Among the four different types of shadow theatre surviving in India, Ravana Chhaya appears to be the most ancient. This is because the shadows have an unmistakable primitive quality and the performance is the least sophisticated. Besides, it is the only form of shadow-play in which the figures have no jointed limbs. This form of shadow play is mostly seen held in the rural areas. Earlier, the villagers used to believe that the performance of the Ravana Chhaya in the village could avert natural calamities like flood, drought and epidemic. Therefore, inhabitants of different villages used to contribute either in shape of their agricultural produces or money for holding a Ravana Chhaya show in the village at least once a year.

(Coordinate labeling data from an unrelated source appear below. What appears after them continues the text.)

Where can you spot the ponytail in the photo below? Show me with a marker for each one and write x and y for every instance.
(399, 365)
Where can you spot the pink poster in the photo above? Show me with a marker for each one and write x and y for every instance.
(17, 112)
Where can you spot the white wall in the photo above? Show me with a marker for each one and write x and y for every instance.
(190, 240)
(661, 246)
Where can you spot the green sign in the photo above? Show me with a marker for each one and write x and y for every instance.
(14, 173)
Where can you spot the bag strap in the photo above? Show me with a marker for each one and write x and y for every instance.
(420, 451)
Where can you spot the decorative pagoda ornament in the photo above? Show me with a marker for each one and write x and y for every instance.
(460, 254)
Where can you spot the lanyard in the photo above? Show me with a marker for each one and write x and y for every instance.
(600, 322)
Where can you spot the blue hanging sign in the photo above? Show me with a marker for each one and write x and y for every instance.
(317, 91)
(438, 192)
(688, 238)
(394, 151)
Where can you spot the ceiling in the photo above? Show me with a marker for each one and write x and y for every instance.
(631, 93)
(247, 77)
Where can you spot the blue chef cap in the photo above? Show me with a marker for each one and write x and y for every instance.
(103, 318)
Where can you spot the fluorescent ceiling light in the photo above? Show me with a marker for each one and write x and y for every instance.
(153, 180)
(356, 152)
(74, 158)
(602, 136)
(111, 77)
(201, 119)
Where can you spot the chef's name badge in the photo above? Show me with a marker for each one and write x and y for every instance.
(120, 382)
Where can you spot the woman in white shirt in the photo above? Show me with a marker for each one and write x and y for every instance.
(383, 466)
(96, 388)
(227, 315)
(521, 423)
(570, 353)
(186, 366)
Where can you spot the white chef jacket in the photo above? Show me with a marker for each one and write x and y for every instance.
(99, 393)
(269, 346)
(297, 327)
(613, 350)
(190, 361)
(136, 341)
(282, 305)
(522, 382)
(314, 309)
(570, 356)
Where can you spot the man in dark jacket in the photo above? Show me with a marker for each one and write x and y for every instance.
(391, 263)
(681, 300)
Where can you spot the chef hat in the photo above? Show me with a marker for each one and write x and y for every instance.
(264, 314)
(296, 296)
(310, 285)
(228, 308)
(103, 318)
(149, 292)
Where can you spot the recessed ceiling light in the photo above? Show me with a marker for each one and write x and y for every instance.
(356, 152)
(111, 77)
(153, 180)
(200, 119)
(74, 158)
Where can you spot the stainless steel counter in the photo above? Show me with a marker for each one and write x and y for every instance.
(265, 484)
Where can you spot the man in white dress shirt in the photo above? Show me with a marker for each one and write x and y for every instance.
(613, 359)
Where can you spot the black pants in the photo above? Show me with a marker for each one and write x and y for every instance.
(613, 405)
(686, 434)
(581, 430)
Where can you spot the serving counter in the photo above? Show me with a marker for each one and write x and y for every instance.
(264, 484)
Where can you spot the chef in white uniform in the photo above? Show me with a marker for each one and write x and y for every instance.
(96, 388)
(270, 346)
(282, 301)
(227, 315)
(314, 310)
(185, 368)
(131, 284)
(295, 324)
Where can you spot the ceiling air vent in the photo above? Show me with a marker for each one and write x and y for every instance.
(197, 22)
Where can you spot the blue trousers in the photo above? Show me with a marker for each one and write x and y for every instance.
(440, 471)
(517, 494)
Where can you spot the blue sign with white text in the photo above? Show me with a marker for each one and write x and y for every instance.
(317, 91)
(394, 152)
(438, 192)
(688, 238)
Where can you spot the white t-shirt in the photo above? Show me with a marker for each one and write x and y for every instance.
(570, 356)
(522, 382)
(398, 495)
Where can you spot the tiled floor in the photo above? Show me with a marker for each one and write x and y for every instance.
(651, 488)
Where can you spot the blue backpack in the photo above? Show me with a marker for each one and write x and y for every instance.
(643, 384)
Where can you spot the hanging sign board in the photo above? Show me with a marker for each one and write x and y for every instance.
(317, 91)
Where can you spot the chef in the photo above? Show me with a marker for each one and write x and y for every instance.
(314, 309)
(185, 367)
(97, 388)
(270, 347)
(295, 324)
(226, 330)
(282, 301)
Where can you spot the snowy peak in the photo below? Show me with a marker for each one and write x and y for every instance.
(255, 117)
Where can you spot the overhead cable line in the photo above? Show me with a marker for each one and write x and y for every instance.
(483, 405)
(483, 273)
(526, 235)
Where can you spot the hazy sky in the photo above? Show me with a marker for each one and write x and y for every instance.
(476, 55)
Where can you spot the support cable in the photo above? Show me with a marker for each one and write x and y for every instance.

Now with advancement of education villagers have started calling such belief as superstition.
Sakhi-kundhei Nata is the traditional string puppetry still extant in Orissa. So far only a few troupes of this fascinating form have been located in remote rural areas. It is not clear why the epithet sakhi is used to designate their puppets. Some surmise that the name arose because the form earlier used to present shows based exclusively on Krishna legends. This feature Radha's sakhis or female companions as well. According to another opinion, sakhi is often used as a term of endearment. Since the puppets are cute dolls and acquire a kind of life when manipulated, they were endearingly called sakhi-kundhei.
The puppets are made of light wood and, like the Kathputli of Rajasthan, have no legs but long flowing skirts. However, they have more joints as the hands and torso are also made of wood. Figures representing major characters have joints at their neck, shoulders, and elbows as well. Five to seven strings attached to the puppet are usually tied to a triangular wooden prop. Orissa Temple Sculptures and pothi chitras that are drawings in palm-leaf manuscripts have inspired the conception of most puppets. The costumes, music, and style of presentation are somewhat similar to those of the Yatra operatic in character, where singing dominates over prose dialogue. The puppeteers' prose dialogues are often impromptu. The music admirably blends folk with sophisticated Odissi, the singing style close to that of the traditional Chhanda form.